Melekler: Ateşteki (cehennemdeki) yerine bak. Allah onun yerine
sana cemnetten bir makam verdi' derler. Kişi her iki makamı da görür."
(Hadisin burasında Katade şöyle dedi: Bize aktarıldığına göre
mu'min kişinin kabri genişletilir. Katade daha sonra Enes'in hadisinin devamını
şu şekilde aktardı): "Kafire -yahut münafığa- gelince o: 'Bilmiyorum, ben
insanların dediği gibi dedim' der. Ona: "Anlamaz ol! Okuduğun veya
dinlediğinden yararlanamayasın.'" derler. Sonra demirden bir topuzla iki
kulağı arasına vurulur. Öyle bir bağırır ki onun bu feryadını insan ve cinden
başka o ölüye yakın olan her şey işitir.
AÇIKLAMA: Buharî konu
başlığında kabir azabının yalnızca ruha mı, yoksa ruh ile birlikte bedene mi
yapılacağına temas etmemiştir. Bu konuda kelamcilar arasında meşhur bir görüş
ayrılığı bulunmaktadır. Buharî, kabul ettiği deliller bu ikisinden birini kesin
olarak belirtmediği için görüş belirtmemiş, bu konuda hüküm vermeye
kalkışmamış, yalnızca kabir azabının varlığını belirtmekle yetinmiştir.
"Zalimleri, ölümün sıkıntıları içinde, meleklerin ellerini
uzatarak: Ruhlarınızı çıkarın. Bugün zillet azabıyla cezalandırılacaksınız...

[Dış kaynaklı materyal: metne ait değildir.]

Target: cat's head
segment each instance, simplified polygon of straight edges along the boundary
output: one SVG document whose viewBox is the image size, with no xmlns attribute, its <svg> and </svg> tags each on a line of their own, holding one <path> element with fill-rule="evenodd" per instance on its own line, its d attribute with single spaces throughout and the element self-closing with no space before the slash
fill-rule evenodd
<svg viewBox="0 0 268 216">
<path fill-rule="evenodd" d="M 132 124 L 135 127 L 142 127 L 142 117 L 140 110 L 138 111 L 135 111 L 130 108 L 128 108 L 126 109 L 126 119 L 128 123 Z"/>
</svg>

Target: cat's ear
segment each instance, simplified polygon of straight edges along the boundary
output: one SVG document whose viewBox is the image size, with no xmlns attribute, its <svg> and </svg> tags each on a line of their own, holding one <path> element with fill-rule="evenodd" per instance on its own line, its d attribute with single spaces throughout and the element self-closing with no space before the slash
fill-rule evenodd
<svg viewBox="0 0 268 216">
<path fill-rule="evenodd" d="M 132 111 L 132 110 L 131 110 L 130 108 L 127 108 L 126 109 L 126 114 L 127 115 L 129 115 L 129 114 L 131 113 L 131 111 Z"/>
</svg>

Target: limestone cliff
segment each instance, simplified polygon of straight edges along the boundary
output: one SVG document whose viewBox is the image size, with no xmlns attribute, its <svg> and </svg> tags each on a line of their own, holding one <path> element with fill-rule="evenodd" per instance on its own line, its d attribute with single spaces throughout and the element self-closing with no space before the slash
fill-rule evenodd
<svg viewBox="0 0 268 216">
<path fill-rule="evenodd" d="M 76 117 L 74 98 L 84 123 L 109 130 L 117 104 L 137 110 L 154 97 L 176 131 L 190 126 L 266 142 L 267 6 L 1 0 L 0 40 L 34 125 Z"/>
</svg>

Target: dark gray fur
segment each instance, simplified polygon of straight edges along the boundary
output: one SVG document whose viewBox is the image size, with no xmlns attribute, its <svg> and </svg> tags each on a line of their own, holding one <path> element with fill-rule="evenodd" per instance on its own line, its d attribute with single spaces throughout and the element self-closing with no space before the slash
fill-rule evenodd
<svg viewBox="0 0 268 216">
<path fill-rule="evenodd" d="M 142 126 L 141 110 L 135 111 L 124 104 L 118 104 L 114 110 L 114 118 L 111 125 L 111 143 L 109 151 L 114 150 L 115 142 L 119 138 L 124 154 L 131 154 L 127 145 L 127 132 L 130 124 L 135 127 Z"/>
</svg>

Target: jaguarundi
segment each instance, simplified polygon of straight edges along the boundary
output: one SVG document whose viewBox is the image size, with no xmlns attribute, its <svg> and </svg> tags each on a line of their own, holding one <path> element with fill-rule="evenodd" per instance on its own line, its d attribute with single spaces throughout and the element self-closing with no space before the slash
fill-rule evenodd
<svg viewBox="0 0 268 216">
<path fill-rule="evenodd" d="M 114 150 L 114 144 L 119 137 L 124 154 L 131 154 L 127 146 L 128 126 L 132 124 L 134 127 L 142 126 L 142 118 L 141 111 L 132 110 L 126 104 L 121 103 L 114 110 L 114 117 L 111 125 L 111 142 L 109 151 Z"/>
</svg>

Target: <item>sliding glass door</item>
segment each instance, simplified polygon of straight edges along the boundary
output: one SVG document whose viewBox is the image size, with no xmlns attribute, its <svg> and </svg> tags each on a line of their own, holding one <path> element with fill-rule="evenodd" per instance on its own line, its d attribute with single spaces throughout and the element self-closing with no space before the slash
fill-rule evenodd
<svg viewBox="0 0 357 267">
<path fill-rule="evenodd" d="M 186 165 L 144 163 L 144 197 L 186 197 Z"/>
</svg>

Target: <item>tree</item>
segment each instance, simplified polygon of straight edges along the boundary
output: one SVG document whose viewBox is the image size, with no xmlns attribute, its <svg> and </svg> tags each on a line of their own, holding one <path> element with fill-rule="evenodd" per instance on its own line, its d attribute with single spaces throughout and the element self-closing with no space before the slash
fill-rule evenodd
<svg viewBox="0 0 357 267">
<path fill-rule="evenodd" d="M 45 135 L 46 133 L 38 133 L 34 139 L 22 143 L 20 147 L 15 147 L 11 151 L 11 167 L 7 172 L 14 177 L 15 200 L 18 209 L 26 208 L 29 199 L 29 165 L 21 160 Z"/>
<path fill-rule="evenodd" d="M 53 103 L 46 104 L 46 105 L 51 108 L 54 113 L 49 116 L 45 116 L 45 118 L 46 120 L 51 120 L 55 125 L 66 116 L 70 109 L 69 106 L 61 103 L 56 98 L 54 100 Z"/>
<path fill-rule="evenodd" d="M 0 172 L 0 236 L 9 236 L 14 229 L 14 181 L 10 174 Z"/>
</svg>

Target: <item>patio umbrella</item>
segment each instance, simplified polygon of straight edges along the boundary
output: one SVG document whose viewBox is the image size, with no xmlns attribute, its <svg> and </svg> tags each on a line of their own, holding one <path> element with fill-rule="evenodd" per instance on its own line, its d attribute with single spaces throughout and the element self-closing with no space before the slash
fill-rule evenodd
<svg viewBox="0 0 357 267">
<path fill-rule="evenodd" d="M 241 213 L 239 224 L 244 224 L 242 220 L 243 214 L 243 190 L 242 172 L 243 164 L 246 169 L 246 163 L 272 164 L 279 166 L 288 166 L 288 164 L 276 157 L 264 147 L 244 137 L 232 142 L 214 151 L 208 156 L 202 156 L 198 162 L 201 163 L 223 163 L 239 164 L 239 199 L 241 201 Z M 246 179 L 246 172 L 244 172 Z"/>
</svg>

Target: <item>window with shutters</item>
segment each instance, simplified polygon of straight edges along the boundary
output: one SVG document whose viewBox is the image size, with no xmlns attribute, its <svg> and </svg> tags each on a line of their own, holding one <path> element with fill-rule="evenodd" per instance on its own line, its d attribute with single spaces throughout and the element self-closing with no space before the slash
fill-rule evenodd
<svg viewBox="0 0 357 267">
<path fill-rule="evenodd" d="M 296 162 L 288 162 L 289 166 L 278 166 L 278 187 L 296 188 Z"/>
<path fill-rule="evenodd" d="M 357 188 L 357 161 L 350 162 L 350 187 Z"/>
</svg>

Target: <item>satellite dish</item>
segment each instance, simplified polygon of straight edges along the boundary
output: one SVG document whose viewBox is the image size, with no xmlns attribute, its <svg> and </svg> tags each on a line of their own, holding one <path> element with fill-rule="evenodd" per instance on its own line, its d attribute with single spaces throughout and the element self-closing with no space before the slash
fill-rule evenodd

derken bir görsen": Bu ayette söz edilen durum Ölüm sırasında yaşanacaktır.
Meleklerin ellerini uzatması demek, ölen kişilerin yüzlerine ve sırtlarına
vurmalarıdır. Kıtal (Muhammed) suresindeki şu ayetler de buna şahitlik
etmektedir:
"Melekler onların yüzlerine ve arkalarına (kıçlarına)
vurarak canlarını aldığında onların hali nasıl olacak!. [Muhammed 27] Ayette
sözü edilen azap her ne kadar defin öncesinde meleklerin can alması sırasında
olsa bile bu, kıyamet öncesinde gerçekleşecek azap kapsamındadır. Bu azabın
çoğunluğu kabirde gerçekleştiği için buna "kabir azabı" denilmiştir.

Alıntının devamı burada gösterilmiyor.